Bioinformatic pipelines for mumps genome sequencing
Louise Moncla1, Allison Black1,2, Trevor Bedford1
1Department of Epidemiology, University of Washington, Seattle, WA, USA, 2Vaccine and Infectious Disease Division, Fred Hutchinson Cancer Research Center, Seattle, WA, USA
Overview of bioinformatic processing of mumps sequencing reads
- Adapter and quality trimming with Trimmomatic
- Mapping with bowtie2
- Manual inspection of mapping and consensus genome calling with Geneious
- Re-mapping fastq files called consensus with bowtie2
Trimming was performed with Trimmomatic to remove Illumina adapter sequencing and ends of reads with low quality scores.
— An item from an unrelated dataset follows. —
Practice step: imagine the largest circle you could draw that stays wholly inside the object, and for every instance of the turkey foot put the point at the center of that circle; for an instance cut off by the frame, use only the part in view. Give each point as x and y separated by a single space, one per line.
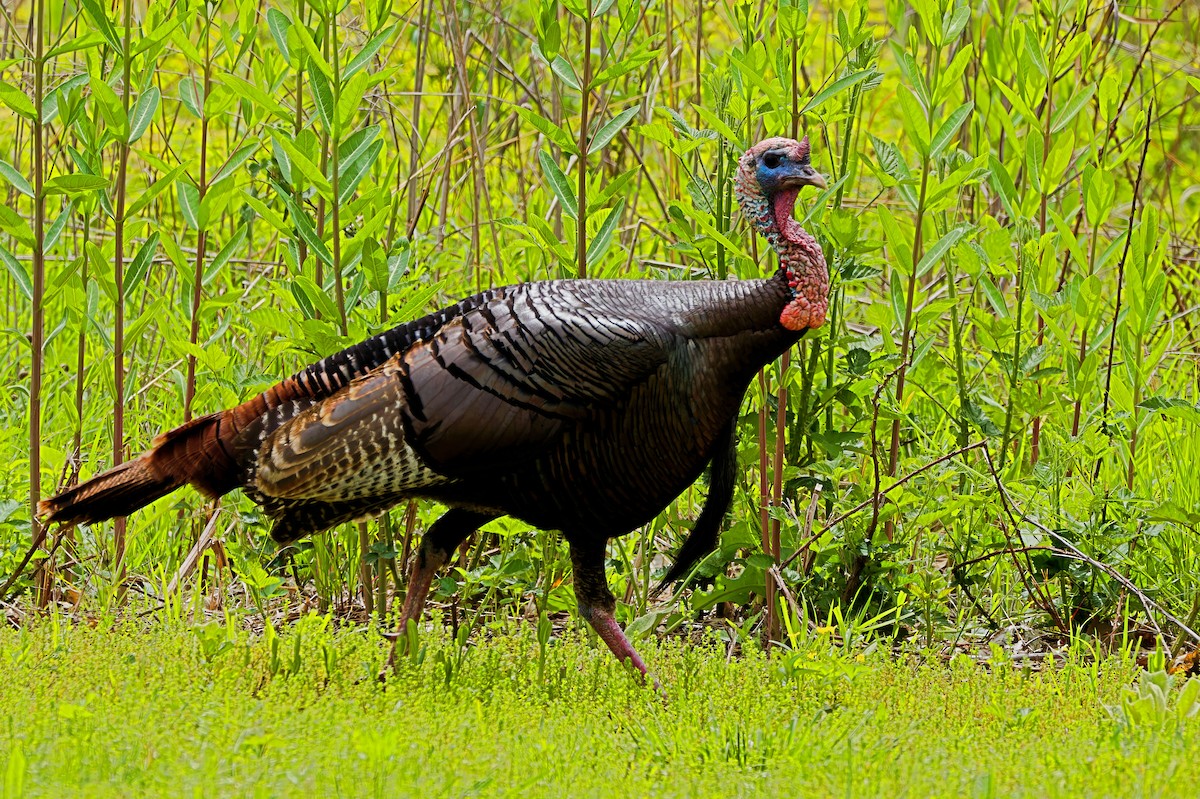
437 545
597 602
Reads were trimmed in 5 bp windows to a quality score of Q30, and trimmed reads with length < 100 bp were discarded, using the following command:
java -jar Trimmomatic-0.36/trimmomatic-0.36.jar SE input.fastq output.fastq ILLUMINACLIP:Nextera_XT_adapter.fa:1:30:10 SLIDINGWINDOW:5:30 MINLEN:100
We used a genome from the mumps outbreak in Massachusetts as a reference sequence. We performed a local mapping of our trimmed reads to that reference using bowtie2, with the following command:
bowtie2 -x reference_sequence.fasta -U read1.trimmed.fastq,read2.trimmed.fastq -S output.sam --local
The mapping (bam) file was manually inspected in Geneious.
Consensus sequence calling
Consensus sequences were called in Geneious, with nucleotide sites with <100x coverage called as Ns. Consensus genomes were exported in fasta format.
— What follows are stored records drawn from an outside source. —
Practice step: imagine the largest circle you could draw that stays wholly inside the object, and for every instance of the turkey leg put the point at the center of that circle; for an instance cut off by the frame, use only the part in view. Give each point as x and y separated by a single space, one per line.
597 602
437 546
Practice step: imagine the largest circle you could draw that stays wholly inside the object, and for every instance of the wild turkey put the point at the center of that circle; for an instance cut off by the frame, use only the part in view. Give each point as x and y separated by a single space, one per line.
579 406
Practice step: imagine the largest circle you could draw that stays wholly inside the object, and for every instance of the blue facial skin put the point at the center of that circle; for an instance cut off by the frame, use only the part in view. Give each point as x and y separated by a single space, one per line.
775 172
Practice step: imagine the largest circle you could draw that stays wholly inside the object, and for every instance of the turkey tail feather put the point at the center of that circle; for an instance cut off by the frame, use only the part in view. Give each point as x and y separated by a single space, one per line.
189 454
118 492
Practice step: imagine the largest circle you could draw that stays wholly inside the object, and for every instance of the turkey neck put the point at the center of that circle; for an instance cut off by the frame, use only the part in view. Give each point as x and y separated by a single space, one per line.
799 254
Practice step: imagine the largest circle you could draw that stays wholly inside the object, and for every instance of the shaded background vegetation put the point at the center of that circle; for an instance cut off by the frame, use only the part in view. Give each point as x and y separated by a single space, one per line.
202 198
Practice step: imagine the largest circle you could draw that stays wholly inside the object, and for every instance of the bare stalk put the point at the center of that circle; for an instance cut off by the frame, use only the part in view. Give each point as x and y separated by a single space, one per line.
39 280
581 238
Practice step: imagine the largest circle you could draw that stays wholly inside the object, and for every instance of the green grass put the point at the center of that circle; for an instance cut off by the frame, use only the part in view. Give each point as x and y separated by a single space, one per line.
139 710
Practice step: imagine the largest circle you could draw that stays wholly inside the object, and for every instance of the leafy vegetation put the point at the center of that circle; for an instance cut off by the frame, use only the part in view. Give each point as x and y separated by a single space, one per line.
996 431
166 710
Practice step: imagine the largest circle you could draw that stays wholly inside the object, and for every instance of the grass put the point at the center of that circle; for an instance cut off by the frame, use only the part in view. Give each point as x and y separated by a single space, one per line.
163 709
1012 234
To avoid issues with mapping to improper reference sequences, we then remapped each sample's fastq files to its own consensus sequence. These bam files were again manually inspected in Geneious, and a final consensus sequence was called. Those consensus genomes for which we acquired at least 80% full-genome coverage are available here as fasta files.